Rumphius menguasai beberapa bahasa, termasuk bahasa Ambon, Melayu, dan Latin. Keahlian berbahasanya membantunya dalam mencatat dan mendokumentasikan beragam spesies tanaman.
Setelah 38 tahun meneliti, menjelajahi hutan-hutan Ambon, ia menyelesaikan sebuah katalog tanaman yang monumental.
Hasil karyanya, Herbarium Amboinense atau Het Amboinsche Kruid-boek, terbit di Amsterdam pada tahun-tahun berikutnya dalam enam volume.
Buku tersebut memuat deskripsi lebih dari 1.700 jenis tanaman di Ambon dan Kepulauan Maluku, ditulis dalam bahasa Belanda dan Latin.
Gempa dan Tsunami Dahsyat 1674: Catatan Sejarah dari Rumphius
Sepanjang penelitiannya, Rumphius menghadapi berbagai tantangan.
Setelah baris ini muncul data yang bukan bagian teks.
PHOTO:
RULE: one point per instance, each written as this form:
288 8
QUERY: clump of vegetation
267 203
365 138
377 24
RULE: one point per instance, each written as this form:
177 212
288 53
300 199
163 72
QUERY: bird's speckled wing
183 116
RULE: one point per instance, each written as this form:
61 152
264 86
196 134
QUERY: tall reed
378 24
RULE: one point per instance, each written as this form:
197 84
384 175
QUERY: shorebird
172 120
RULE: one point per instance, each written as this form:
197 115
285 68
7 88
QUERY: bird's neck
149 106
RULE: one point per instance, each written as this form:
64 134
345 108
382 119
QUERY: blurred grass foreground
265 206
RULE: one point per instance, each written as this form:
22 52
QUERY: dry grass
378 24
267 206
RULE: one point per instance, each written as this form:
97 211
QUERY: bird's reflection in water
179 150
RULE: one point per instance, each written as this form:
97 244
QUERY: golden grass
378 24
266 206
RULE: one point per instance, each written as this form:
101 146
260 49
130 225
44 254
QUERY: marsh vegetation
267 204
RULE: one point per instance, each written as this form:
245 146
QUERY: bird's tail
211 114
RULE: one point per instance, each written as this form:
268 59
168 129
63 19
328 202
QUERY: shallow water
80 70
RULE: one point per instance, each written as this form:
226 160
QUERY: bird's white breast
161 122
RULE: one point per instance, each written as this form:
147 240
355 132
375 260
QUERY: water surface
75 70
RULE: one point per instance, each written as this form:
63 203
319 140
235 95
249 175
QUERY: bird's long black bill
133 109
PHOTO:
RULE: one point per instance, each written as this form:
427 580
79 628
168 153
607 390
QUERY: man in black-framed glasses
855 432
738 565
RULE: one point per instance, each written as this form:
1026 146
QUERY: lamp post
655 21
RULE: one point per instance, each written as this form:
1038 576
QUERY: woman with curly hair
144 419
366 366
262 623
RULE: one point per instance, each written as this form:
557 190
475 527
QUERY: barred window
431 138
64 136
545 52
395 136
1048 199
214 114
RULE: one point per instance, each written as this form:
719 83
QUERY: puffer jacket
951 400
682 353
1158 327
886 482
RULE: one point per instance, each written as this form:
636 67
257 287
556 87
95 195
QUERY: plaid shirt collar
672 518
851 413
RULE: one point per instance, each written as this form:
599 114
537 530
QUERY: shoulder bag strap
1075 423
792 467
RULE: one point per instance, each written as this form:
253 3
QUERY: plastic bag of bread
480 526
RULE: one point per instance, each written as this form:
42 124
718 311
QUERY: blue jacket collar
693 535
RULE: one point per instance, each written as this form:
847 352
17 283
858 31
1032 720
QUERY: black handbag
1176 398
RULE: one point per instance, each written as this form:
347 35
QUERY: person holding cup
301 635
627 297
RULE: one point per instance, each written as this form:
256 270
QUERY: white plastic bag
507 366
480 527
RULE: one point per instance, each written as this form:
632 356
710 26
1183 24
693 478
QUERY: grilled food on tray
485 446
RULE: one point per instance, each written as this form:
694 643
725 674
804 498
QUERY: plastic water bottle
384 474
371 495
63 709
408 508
Pada 1670, ia didiagnosis menderita glaukoma.
Meskipun penglihatannya terus menurun, ia tetap melanjutkan penelitiannya dengan bantuan istri dan anaknya.
Tragedi besar menimpanya pada tahun 1674. Gempa bumi dahsyat mengguncang Ambon, disusul tsunami yang menghancurkan.
Rumphius dan keluarganya selamat dari bencana yang menewaskan sekitar 2.000 orang. Pengalaman tersebut ia catat dalam karyanya.
Menurut Deputi Bidang Geofisika BMKG, Nelly Florida Riama, gempa bumi tersebut menyebabkan kerusakan besar, termasuk tanah terbelah, bukit runtuh, dan tsunami dahsyat di pesisir utara Pulau Ambon.
Catatan Rumphius menyebutkan ketinggian tsunami mencapai 90-110 meter. Catatan ini dianggap sebagai catatan tertua tentang gempa dan tsunami di Maluku.
Studi modern memperkirakan kekuatan gempa Ambon 1674 mencapai M7,9. Gempa tersebut memicu likuifaksi tanah, longsor, dan tsunami yang sangat merusak.
Direktur Gempa Bumi dan Tsunami BMKG, Daryono, menyebut gempa Ambon 1674 sebagai gempa dan tsunami terdahsyat pertama dalam catatan sejarah Nusantara.
Warisan Rumphius: Lebih dari Sekadar Katalog Tanaman
Georg Eberhard Rumphius meninggalkan warisan yang jauh melampaui katalog tanamannya.
Karyanya memberikan gambaran detail tentang keanekaragaman hayati di Ambon pada abad ke-17.
Lebih dari itu, catatannya tentang gempa dan tsunami 1674 merupakan sumber berharga bagi pemahaman kita tentang bencana alam di Indonesia.
Catatan Rumphius memberikan perspektif historis penting bagi upaya mitigasi bencana di masa kini. Ia menjadi bukti betapa pentingnya mencatat dan mempelajari sejarah bencana untuk persiapan di masa depan.
Kisah Rumphius menginspirasi kita untuk menghargai kekayaan alam Indonesia dan pentingnya kesiapsiagaan menghadapi bencana alam.
Melalui catatannya yang detail dan akurat, Rumphius memberikan kontribusi yang signifikan, baik bagi dunia botani maupun ilmu geofisika. Kisahnya menjadi pengingat akan kekuatan alam dan pentingnya mempelajari sejarah untuk membangun masa depan yang lebih aman.